Artie has come out of hiding! And a ton of other things.
The kids are lovin Artie. I'm so glad they dig drawing and painting.
Come out of hiding...oh yes I started unloading the storage sheds this past weekend. My house is now packed to the gills with stuff. I'm fighting a cold still, dealing with some personal issues that are draining and also watching my 2 nephews this week (except today) so I'm feeling a bit tired. I've had mad vision about all that I want to do but not much time, energy or opportunity. But what I have got to do this week is spend some fun time with my nephews.
My sister, a single mom, is in school from 9:30-1:30 monday thru friday right now. I took the boys, Eric 12 & Jonathan 8, for spring break. My sister and I have a somewhat rocky relationship and so I have not had much of an opportunity to spend as much time with the boys as I would have liked sadly. But this week I've got to talk to them about spending more time together and they said they would like that. I need to figure out how to incorporate it into my life but we are really just going to think of them as our kids. I'm thinking I'll pick them up once a week after school and bring them to our house and we'll all play and take walks or play outside and then they'll eat dinner with us and be taken home afterwards.
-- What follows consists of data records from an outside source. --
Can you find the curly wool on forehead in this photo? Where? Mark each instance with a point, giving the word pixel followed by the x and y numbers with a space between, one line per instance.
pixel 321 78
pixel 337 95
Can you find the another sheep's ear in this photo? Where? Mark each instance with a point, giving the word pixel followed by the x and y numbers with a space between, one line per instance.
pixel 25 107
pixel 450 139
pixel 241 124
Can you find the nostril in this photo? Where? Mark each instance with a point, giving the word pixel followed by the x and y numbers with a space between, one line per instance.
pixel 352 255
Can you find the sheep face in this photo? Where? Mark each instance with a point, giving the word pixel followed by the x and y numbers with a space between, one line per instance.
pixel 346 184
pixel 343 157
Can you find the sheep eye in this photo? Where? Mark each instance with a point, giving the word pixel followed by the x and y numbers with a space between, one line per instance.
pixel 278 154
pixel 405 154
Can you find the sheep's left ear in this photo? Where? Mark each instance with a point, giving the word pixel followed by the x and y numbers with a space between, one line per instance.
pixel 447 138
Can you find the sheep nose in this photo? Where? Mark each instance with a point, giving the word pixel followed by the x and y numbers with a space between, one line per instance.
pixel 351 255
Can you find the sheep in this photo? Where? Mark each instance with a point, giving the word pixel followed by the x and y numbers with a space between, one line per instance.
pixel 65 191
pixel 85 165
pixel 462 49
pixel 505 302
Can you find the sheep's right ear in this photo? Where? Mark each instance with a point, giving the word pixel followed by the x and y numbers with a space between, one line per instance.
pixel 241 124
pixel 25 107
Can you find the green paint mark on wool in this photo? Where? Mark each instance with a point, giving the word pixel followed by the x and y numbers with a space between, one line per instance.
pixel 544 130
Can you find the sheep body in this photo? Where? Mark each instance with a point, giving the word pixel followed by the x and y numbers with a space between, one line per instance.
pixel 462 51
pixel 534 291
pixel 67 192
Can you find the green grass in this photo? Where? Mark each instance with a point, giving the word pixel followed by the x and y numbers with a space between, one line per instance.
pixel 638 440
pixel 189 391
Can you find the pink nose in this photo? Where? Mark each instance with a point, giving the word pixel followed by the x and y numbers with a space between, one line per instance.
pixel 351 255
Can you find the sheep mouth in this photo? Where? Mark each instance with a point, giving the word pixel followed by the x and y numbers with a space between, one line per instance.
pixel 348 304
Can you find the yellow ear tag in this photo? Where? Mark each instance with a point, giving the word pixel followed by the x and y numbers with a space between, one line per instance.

Maybe once a month we'll have them spend the night.We're even thinking how we can perhaps take them on vacations with us periodically (we don't go but once ever couple of years but they've never been!)
My sister and I are complete opposites, I'm not kidding. My dad use to tell people we're like the colors black and white, completely different. But I love her and I've tried to keep in touch with her but at some point she didn't want that anymore. I have a lot of compassion for her and her sons which is mostly what has driven me to pursue them over the years. She was married at one point and the guy took off and basically started a new family with someone else. The boys know this, sadly. And of course I'm sure come the questions and conclusions mostly unspoken, "My dad doesn't love me anymore, he has new sons." It makes me cry just to type this because once again the pain in this world is...
At any rate, I hope to include more stories about our day to day activities with my nephews in them. And I desperately hope us pursuing them and loving them in this way will effect them in the long run.
As a teen I had a tumultuous relationship with my parents. At one point the city appointed two social workers to come and take me out once a week. We'd go to cofee shops usually but they'd also take me out to lunch or whatever. What I remembered the most about them is that they asked me questions and listened to me. They wanted to know about me. They taught me that there are people that really care about my likes and dislikes and just want to get to know me. They were so instrumental in my life.
I hope in some way that my little family has that effect on the boys, God I hope so and that is my prayer.
Btw, my parents and I are reconciled and we are close. I love them dearly but I personally had to resolve a lot of "things" for myself before I could get to the point of forgiving and acceptance. Just needed to throw that out there. And thanks for listening to my verbal ramblings about what's on my mind.